Statements by Council Members Regarding: Court Ruling on Arizona Immigration Law

7-28-2010 
Statement from Council Member Danny Dromm, Chair of the Immigration Committee:
 
“I support the federal judge’s decision to block key elements of Arizona’s immigration law from going into effect because these types of draconian measures against our immigrant population are totally unacceptable. It is our duty and our obligation as people, and as citizens of the United States to ensure that everyone’s rights are respected and that everyone is protected under the law.
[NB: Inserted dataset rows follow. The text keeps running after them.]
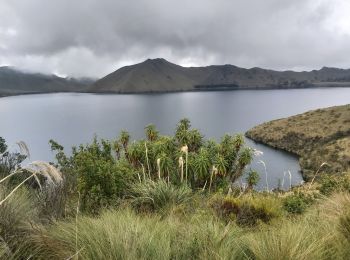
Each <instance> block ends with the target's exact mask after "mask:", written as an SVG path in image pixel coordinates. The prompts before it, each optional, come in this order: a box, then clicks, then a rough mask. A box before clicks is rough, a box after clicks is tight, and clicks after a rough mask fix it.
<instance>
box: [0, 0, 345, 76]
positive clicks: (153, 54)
mask: <svg viewBox="0 0 350 260" xmlns="http://www.w3.org/2000/svg"><path fill="white" fill-rule="evenodd" d="M349 11H350V4H348V1H347V0H293V1H289V0H264V1H260V0H256V1H252V0H237V1H234V0H215V1H213V0H177V1H175V0H174V1H173V0H171V1H166V0H137V1H136V0H135V1H126V0H99V1H97V0H73V1H72V0H60V1H56V0H51V1H44V0H26V1H20V0H2V1H1V2H0V17H1V20H0V64H9V65H14V66H19V67H22V68H25V69H30V70H39V71H43V72H54V73H58V74H66V75H73V76H102V75H104V74H106V73H108V72H111V71H112V70H114V69H116V68H118V67H120V66H122V65H126V64H131V63H135V62H140V61H142V60H144V59H146V58H148V57H164V58H166V59H169V60H170V61H172V62H175V63H180V64H182V65H207V64H212V63H216V64H223V63H231V64H235V65H238V66H243V67H252V66H261V67H267V68H273V69H312V68H319V67H321V66H323V65H327V66H340V67H350V62H349V59H348V58H347V54H348V53H349V51H350V19H349V18H348V13H349Z"/></svg>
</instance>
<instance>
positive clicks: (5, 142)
mask: <svg viewBox="0 0 350 260" xmlns="http://www.w3.org/2000/svg"><path fill="white" fill-rule="evenodd" d="M6 150H7V145H6V141H5V139H4V138H2V137H1V136H0V154H2V153H4V152H5V151H6Z"/></svg>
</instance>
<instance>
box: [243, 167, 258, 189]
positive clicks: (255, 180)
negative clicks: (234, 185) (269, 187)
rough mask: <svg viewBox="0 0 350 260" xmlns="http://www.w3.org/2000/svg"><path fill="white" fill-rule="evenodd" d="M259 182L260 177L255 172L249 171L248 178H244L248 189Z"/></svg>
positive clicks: (253, 185) (248, 173)
mask: <svg viewBox="0 0 350 260" xmlns="http://www.w3.org/2000/svg"><path fill="white" fill-rule="evenodd" d="M259 180H260V176H259V174H258V172H257V171H254V170H250V171H249V173H248V176H247V177H246V181H247V183H248V189H252V188H253V187H254V186H255V185H257V184H258V182H259Z"/></svg>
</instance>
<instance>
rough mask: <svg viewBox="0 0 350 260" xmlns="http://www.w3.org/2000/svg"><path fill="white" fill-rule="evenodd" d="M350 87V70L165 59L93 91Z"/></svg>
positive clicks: (116, 72) (123, 91)
mask: <svg viewBox="0 0 350 260" xmlns="http://www.w3.org/2000/svg"><path fill="white" fill-rule="evenodd" d="M323 86H328V87H330V86H350V70H344V69H337V68H327V67H324V68H322V69H320V70H313V71H310V72H305V71H304V72H294V71H274V70H266V69H261V68H252V69H244V68H239V67H236V66H233V65H212V66H208V67H189V68H187V67H181V66H179V65H176V64H173V63H170V62H168V61H166V60H164V59H153V60H151V59H148V60H146V61H144V62H142V63H138V64H135V65H131V66H126V67H123V68H121V69H118V70H117V71H115V72H113V73H111V74H109V75H107V76H106V77H104V78H102V79H100V80H98V81H96V82H95V83H94V84H93V85H92V86H91V88H89V91H91V92H116V93H142V92H169V91H193V90H216V89H251V88H257V89H267V88H305V87H323Z"/></svg>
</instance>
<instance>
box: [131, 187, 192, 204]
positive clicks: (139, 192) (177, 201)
mask: <svg viewBox="0 0 350 260" xmlns="http://www.w3.org/2000/svg"><path fill="white" fill-rule="evenodd" d="M131 193H132V203H133V205H134V206H136V207H137V208H139V209H150V210H158V211H159V210H162V211H167V210H169V209H171V208H172V207H175V206H179V205H181V204H184V203H186V202H187V201H189V200H190V199H191V196H192V190H191V189H190V188H189V187H188V186H186V185H182V186H175V185H173V184H171V183H167V182H165V181H164V180H159V181H157V182H155V181H152V180H149V181H146V182H143V183H138V184H136V185H134V186H133V187H132V190H131Z"/></svg>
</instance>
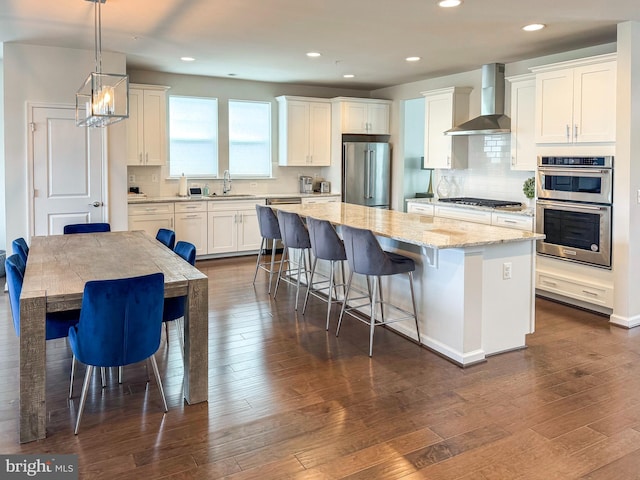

What these provisions of the Arizona law were essentially going to do is allow the police to use racial profiling to enforce the law and that is wrong and unconstitutional.  I’m glad that the judge had the good sense to prevent this from happening.”
 
Statement from Council Member Julissa Ferreras:
 
“I commend Judge Boltonc for rejecting Arizona’s unjust law, and thank Attorney General Holder, a son of East Elmhurst, Queens, for his leadership and action in this case.  We now need to move ahead towards comprehensive reform of our broken system.  Millions of immigrants must be allowed to attain legal status.”
 
Statement from Council Member Melissa Mark-Viverito:

We were very pleased to learn of the United States District Court Judge Sarah Bolton’s decision to place a preliminary injunction on those parts of the Arizona’s draconian immigration enforcement law that were most likely to encourage racial profiling and discrimination.  Since Governor Jan Brewer signed this law in April, so many of us in the City Council have roundly denounced Arizona’s actions, making it clear that this was simply the wrong approach to addressing our broken immigration system.  We were equally concerned that other states and localities would pass similar laws that go against the values we hold so dearly as a nation.
 
Fortunately, Judge Bolton’s decision today represents an important step toward what we hope will amount to a decision to fully strike down, at the very least, all parts of the law that threaten the civil rights and civil liberties of immigrants and communities of color in Arizona.  We would like to thank the United States Department of Justice, under the leadership of President Obama, for filing a lawsuit against the State of Arizona in response to this law.  We would also like to thank all of the advocacy groups who have filed lawsuits and the organizations and immigrant communities in New York City and throughout the U.S. who have stood so strongly against this law.
 
While today does represent a victory for immigrant communities, our fight is far from over.  Even if Arizona’s immigration law is struck down, Congress and the President must remain focused on enacting sweeping comprehensive immigration reform legislation that would provide a path to citizenship for the millions of undocumented immigrants across the United States, as well as other critical reforms such as the DREAM Act and the Uniting American Families Act.  In the absence of such reform, so many local governments will continue to seek to enact piecemeal legislation on an issue that should be regulated by the federal government.
 
Here in New York City, we take the utmost pride in being a city that welcomes immigrants from all over the world and truly values the enormous contributions they make to our social and economic life each day.